Digicel Pacific has partnered with satellite telecommunications network provider SES to boost its coverage in Papua New Guinea.

The partnership will see Digicel leverage SES’s O3b medium-earth orbit (MEO) satellite system to provide its customers with connectivity.

Papua New Guinea
– Getty Images

Additional services from the O3b system will help to support the country following recent damage to the international Pipe Pacific Cable (PPC) which connects Papua New Guinea to Australia and the rest of the world.

According to SES, its O3b system will enable Digicel Pacific to maintain connectivity during outages caused by such cable breaks while also expanding coverage across the remote parts of the country.

It comes at an important time for the country, which was hit by a 7.7 magnitude earthquake in September.

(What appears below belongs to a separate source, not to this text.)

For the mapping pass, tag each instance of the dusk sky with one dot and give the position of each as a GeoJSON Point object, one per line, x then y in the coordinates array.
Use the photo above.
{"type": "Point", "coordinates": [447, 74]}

The earthquake which hit on September 11, 2022, claimed the lives of 21 people and caused damage to multiple cable systems while causing disruption to data services across much of the country.

At the height of the disruption, SES provided telco provide Digicel with emergency bandwidth which provided an increase of 40 percent in high-performance, low-latency O3b services deployed across 12 sites throughout Papua New Guinea.

An additional 3Gbps of capacity and ground equipment was also provided by SES to help Digicel restore its network connectivity and critical communications.

"Our partnership with SES has been critical to not just disaster relief efforts in Papua New Guinea, but in connecting remote populations across the Pacific region," said Digicel PNG Ltd CEO Colin Stone. "We have had a long relationship with SES, who understands the region and steps up to support Pacific nations in times of need, connecting the otherwise unconnected people in the region."

Other islands in the Pacific that are prone to natural disasters such as Tonga have used SES's O3b system to leverage connectivity during natural disasters. Tonga this week signed a new deal with Kacific to provide greater satellite-based connectivity to the island nation in the wake of its own cable breakages.